Despite the fact that there are numerous tools and ways of checking credit scores in a matter of minutes, many people remain oblivious to their current status. On most days, your credit score might not matter all that much. However, when the time comes to apply for any kind of credit (like when you buy a home or car), your score will play a significant role in the approval process. Scores range from 300 to 900, and if your score is 700 or above, it tells the lender that you manage your credit very well. If, on the other hand, you score below 700, credit approval becomes more difficult. Some factors that affect your credit score include outstanding debt, payment history, types of credit, recent inquiries, and your credit account history. All the more reason to be diligent when it comes to those monthly payments!

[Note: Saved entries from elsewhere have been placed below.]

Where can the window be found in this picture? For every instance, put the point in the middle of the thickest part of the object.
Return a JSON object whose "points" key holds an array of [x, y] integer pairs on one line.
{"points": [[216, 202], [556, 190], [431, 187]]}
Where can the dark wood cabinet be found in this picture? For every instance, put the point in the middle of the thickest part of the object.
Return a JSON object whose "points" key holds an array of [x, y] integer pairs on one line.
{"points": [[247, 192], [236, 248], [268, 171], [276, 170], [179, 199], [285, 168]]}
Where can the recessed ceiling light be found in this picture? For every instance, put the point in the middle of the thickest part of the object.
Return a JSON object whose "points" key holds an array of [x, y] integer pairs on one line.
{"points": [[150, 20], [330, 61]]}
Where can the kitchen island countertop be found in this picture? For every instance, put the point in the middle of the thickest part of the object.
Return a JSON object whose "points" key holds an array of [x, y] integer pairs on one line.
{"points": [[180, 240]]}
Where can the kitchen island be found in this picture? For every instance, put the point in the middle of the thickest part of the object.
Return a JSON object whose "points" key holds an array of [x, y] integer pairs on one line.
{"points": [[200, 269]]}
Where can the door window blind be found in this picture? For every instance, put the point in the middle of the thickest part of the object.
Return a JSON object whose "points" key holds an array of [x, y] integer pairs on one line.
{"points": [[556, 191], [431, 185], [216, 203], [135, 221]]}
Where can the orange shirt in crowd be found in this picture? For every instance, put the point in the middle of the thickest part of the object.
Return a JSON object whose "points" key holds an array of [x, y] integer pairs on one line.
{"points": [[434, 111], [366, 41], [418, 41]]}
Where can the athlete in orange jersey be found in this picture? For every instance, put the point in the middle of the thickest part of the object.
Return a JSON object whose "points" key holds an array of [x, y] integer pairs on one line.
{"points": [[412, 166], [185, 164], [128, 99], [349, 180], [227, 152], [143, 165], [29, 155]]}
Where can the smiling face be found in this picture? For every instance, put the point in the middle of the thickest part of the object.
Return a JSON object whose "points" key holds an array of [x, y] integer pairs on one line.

If, for whatever reason, you find yourself with a lower credit score than you'd like, there are a number of steps you can take to rectify this. Remember, improving your score will not happen overnight, and there are no quick fixes. These tips will not only help you improve your score but also break any bad habits along the way:
Before you can move forward, you need to know where you went wrong. Take an honest look at your spending, how much is due each month, and how much you are paying each month. Make sure that you keep all of your receipts when paying with your credit card and compare these receipts with your bill at the end of the month. If you notice any charges that don't make sense, call the credit card company or your bank and verify the purchase. This might take a few days (or more), but it's always best to ask about these charges rather than simply letting them slide.
Pay on time
At the end of each month, your credit card statement will indicate the final balance, a minimum payment due, and the date by which this amount must be paid. Failing to do so will reflect poorly on your credit history, and you will be liable for penalties. The same applies if you fail to pay at least the minimum amount for that bill. Remember, as the balance of your card fluctuates, so too will the amount payable. Make sure that you check your bill every month and pay before the due date. If you are able to pay the full amount off, feel free to do so.
Having a credit card can often lead to excessive spending. It's important to have a plan and stick to it. Experts agree that you should only use a maximum of 30% of your available credit. When spending on your credit card, it's also a good idea to limit yourself to your actual monthly means. The best way of staying out of debt is by spending less than you earn. For some, a strict budget can take some getting used to, but it will more than pay off in the long run.
Don't apply for more
Each time you apply for credit, the creditor will run a check on your score. Any more than two checks against your name and it will start to affect your score negatively. This is because multiple checks act as a red flag and tell potential creditors that you are struggling financially.
Secured credit card options
Although you should not technically apply for too many cards, a secured credit card is an essential part of rebuilding a positive credit score. They come in particularly handy if you are new in the country or you have recently filed for bankruptcy. These cards require a deposit in advance before the credit can be approved. Of course, it's still essential to pay your balance on time, or you will only repeat past mistakes.
As previously mentioned, this is by no means a quick fix, but it is a sure way of getting back on track. At Wallet Savvy, we understand that building a good credit score takes time, but it's always worth the effort.
Remember, whenever applying for any line of credit, it's also important that you read the agreement in its entirety before signing and agreeing to the terms.